St-Germain, Paris, 1959. Un de mes rêves aurait été de vivre à cette époque de bouillonnement intellectuel. Voir Camus,
Sartre et cie, dans un café, en train d'échanger à une table près de la mienne. Je les vois et je les entends. Je pourrais tendre la main et les toucher. Peut-être oserais-je même leur parler. Ce serait un peu surréaliste. J'aurais probablement plus de chances avec quelques uns de leurs amis, certainement moins populaire mais qui gravitent dans le même cercle. Je me plais à penser que c'est l'avenue que
Jean-Michel Guenassia a choisie.
À travers le destin de Michel Marini, un garçon de douze, c'est un peu ce qui nous arrive. L'univers de ce garçon porte surtout sur le rock-and-rock, la photographie, le baby-foot et d'autres trucs des gamins de son âge. Il est un peu affecté par la guerre d'Algérie (la famille de sa mère y vit toujours). Mais à par ça… Puis, un jour, il entre dans ce bistrot. le Balto. C'est que, dans l'arrière-boutique, on joue aux échecs. Et pas n'importe qui, non.
Kessel et
Sartre y ont même été vus. C'est un monde nouveau qui s'ouvre à Michel : il rencontre un groupe de personnes uniques en leur genre : des intellectuels réfugiés du Rideau de fer. Ils forment
le club des incorrigibles optimistes.
Denfert-Rocheleau, Paris, 1959. L'existentialisme est encore omniprésent. On n'est pas au quartier
Saint-Germain mais tout comme. Donc, au Balto, il règne un peu de cette ambiance que je n'ai pas connue mais qui m'attire. C'est un de ces cafés où l'on parle « de la guerre, de Paris, de musique, de
Dostoïevski, des échecs et de mille autres choses. » Mais, en prime, on a droit aux expériences de réfugiés… les Russes Igor Markish, Leonid Krivochéine, Victor Anatolievitch Volodine, Igor Emilievitch, le Polonais Tomasz Zagielovski (Polonais), l'Allemand Werner Toller (probablement un nazi qui se cache), les Hongrois Tibor Balasz et Imré Faludy (un acteur désabusé et son agent, assurément homosexuels), le professeur de latin et de grec ancien Gregorios Petroulas (ironiquement, ce communiste convaincu a dû fuir la Grèce et a retrouvé à Paris
des hommes qui ont fui des régimes communistes). Puis il y a les autres, comme Vladimir, Virgil, Pavel… impossible de tous les nommer.
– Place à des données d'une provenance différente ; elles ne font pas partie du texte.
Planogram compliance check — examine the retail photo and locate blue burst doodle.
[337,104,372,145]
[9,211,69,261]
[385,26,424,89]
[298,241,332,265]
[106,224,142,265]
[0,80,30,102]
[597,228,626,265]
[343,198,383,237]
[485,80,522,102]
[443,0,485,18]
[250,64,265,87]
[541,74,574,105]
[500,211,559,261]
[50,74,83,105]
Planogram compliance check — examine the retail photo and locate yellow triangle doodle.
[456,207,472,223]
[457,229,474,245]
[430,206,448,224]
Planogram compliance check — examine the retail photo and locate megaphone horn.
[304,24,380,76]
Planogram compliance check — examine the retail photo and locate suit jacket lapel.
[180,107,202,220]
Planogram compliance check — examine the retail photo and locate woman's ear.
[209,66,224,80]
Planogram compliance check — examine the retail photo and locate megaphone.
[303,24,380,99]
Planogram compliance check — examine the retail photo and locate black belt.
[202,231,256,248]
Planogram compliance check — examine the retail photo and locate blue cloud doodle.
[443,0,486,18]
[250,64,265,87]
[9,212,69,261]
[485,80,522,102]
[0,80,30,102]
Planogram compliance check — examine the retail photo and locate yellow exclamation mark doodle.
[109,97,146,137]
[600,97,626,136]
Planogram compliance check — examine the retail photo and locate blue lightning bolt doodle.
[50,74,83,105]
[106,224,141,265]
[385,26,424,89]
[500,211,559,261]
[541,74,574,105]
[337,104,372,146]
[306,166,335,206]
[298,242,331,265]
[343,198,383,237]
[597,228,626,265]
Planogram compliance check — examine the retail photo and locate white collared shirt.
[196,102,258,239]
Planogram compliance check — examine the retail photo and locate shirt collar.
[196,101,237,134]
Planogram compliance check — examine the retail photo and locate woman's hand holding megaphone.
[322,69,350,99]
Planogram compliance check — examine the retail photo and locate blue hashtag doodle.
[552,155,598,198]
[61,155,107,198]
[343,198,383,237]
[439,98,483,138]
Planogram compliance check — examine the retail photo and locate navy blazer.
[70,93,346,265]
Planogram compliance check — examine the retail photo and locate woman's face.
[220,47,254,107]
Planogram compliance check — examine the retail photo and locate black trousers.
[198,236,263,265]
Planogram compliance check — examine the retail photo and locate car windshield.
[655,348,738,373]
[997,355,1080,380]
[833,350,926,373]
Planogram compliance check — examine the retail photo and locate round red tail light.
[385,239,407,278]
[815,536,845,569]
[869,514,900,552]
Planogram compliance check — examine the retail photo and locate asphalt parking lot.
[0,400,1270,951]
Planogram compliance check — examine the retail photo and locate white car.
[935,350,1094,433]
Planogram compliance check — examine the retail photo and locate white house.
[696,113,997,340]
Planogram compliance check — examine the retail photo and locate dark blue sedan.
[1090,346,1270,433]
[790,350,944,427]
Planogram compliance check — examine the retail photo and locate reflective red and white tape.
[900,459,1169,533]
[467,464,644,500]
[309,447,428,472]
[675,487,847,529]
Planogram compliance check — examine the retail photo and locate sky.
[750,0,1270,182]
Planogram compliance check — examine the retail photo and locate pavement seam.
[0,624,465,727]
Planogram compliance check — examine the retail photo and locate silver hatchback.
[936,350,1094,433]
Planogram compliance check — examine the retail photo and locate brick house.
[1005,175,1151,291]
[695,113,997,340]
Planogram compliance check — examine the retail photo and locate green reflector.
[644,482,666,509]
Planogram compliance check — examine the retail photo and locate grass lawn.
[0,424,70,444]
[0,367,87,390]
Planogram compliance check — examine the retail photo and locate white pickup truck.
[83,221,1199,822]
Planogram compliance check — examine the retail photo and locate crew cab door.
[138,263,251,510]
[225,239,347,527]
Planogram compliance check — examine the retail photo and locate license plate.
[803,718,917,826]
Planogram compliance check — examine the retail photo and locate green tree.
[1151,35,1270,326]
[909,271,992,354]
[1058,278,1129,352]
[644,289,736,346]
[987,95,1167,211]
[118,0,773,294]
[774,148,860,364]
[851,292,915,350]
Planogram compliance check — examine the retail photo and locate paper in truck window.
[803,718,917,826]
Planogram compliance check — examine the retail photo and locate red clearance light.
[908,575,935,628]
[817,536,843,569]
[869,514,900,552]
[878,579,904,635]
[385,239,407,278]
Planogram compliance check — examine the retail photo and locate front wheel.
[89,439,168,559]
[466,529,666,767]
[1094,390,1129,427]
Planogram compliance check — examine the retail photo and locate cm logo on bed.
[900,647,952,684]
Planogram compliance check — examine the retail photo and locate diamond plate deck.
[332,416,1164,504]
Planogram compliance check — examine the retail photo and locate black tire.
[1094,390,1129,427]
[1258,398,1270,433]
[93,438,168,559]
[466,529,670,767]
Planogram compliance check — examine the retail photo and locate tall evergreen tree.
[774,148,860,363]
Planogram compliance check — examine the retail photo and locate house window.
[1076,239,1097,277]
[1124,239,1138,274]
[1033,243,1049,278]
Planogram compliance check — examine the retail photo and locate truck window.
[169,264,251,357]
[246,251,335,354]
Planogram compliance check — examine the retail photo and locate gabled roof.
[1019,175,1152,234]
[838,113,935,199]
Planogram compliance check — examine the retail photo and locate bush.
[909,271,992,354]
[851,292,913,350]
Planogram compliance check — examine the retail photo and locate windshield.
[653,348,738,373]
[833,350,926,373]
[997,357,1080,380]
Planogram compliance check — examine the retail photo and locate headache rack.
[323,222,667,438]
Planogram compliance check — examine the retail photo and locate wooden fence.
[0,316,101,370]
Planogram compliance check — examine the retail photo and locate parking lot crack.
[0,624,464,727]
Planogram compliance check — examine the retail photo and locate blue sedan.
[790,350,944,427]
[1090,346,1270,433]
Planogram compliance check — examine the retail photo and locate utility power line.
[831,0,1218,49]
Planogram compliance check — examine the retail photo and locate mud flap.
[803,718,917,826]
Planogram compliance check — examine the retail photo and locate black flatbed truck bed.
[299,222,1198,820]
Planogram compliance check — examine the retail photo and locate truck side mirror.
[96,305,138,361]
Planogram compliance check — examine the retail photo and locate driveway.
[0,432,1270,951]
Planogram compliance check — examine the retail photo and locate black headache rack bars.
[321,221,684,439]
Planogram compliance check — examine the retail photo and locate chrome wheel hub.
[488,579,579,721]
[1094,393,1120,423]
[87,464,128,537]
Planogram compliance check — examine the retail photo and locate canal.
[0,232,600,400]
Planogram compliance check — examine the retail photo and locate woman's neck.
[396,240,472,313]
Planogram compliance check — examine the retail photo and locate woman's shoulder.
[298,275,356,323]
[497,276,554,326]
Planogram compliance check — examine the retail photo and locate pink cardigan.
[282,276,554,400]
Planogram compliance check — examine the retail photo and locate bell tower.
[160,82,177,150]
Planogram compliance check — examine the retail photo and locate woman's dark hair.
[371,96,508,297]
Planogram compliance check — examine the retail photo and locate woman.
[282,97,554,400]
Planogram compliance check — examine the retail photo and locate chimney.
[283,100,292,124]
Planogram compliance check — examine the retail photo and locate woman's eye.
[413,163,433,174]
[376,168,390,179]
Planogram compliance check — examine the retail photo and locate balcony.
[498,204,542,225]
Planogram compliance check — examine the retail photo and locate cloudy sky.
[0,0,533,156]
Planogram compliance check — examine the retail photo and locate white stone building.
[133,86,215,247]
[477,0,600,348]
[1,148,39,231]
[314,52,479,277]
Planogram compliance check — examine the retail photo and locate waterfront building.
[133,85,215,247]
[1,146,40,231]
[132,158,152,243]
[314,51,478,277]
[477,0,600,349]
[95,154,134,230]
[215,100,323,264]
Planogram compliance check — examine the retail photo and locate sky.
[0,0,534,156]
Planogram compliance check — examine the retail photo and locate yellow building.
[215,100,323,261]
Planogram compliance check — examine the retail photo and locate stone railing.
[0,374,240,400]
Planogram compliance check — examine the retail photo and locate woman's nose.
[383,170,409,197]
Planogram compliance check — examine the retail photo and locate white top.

Le Balto peut sembler un repère intéressant, mais tout n'est pas rose pour ces émigrants. Ces intellectuels et scientifiques, une fois le Rideau de fer traversé, n'ont pas trouvé des positions aussi enviables que celles qu'ils ont abandonnées. Ils sont contraints à occuper des petits boulots, à devenir conducteur de taxi ou autre. Ils déchantent vite.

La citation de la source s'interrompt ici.